Changes since then include mostly fixing interoperation with the
watchdog, splitting, rewording, and addressing Peter Zijlstra's
comments:

- Mentioned programming the odd counter before the even counter
in the commit text, as is now also done in the code.

- Do the programming of the counters in the enable/disable paths
instead of the commit_scheduler hook.

- Instead of the loop re-counting all large increment events,
have collect_events() and a new amd_put_event_constraints_f17h
update a new cpuc variable 'n_lg_inc'. Now the scheduler
does a simple subtraction to get the target gpmax value.

- Amend the fastpath's used_mask code to fix a problem where
counter programming was being overwritten when running with
the watchdog enabled.

- Omit the superfluous __set_bit(idx + 1) in __perf_sched_find_counter
and clear the large increment's sched->state.used bit in the
path where a failure to schedule is determined due to the
next counter already being used (thanks Nathan Fontenot).

- Broaden new PMU initialization code to run on families 17h and
above.

- Have new is_large_inc(strcut perf_event) common to all x86 paths
as is is_pebs_pt(). That way, the raw event code checker
amd_is_lg_inc_event_code() can stay in its vendor-specific area
events/amd/core.c.

- __set_bit, WARN_ON(!gpmax), all addressed.

- WRT changing the naming to PAIR, etc. I dislike the idea because
h/w documentation consistently calls this now relatively old
feature for "Large Increment per Cycle" events, and the secondary
event needed, specifically the "Merge event (0xFFF)". When I
started this project the biggest problem was disambiguating
between the Large Increment event (FLOPs, or others), and the
Merge event (0xFFF) itself. Different phases had "Merge" for
the Merge event vs. "Merged" for the Large Increment event(s),
or "Mergee", which made reading the source code too easy to
mistake one for the other. So I opted for two distinctly
different base terms/stem-words: Large increment (lg_inc) and
Merge, to match the documentation, which basically has it right.
Changing the term to "pair" would have created the same "pair" vs.
"paired" vs. "pairer" etc. confusion, so I dropped it.

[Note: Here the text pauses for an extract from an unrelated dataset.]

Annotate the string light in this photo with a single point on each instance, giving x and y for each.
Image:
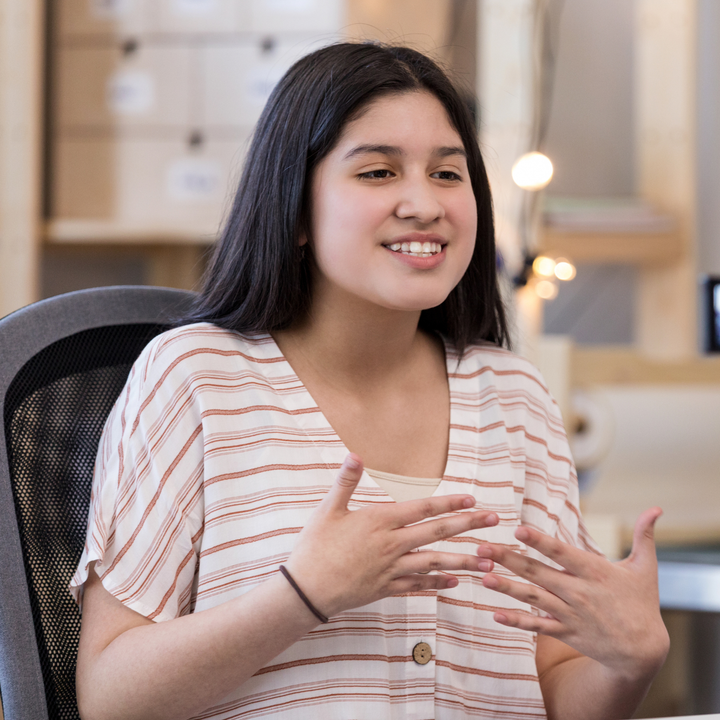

- WRT the comment "How about you make __perf_sched_find_count() set
the right value? That already knows it did this.", I didn't see
how I'd get away from still having to do the constraints flag &
LARGE_INC check in perf_assign_events(), to re-adjust the assignment
in the assign array, or sched.state.counter. This code really
is only needed after the counter assignment is made, in order to
program the h/w correctly.

Kim Phillips (2):
perf/x86/amd: Constrain Large Increment per Cycle events
perf/x86/amd: Add support for Large Increment per Cycle Events

arch/x86/events/amd/core.c | 110 +++++++++++++++++++++++++----------
arch/x86/events/core.c | 46 ++++++++++++++-
arch/x86/events/perf_event.h | 21 +++++++
3 files changed, 145 insertions(+), 32 deletions(-)

--
2.24.0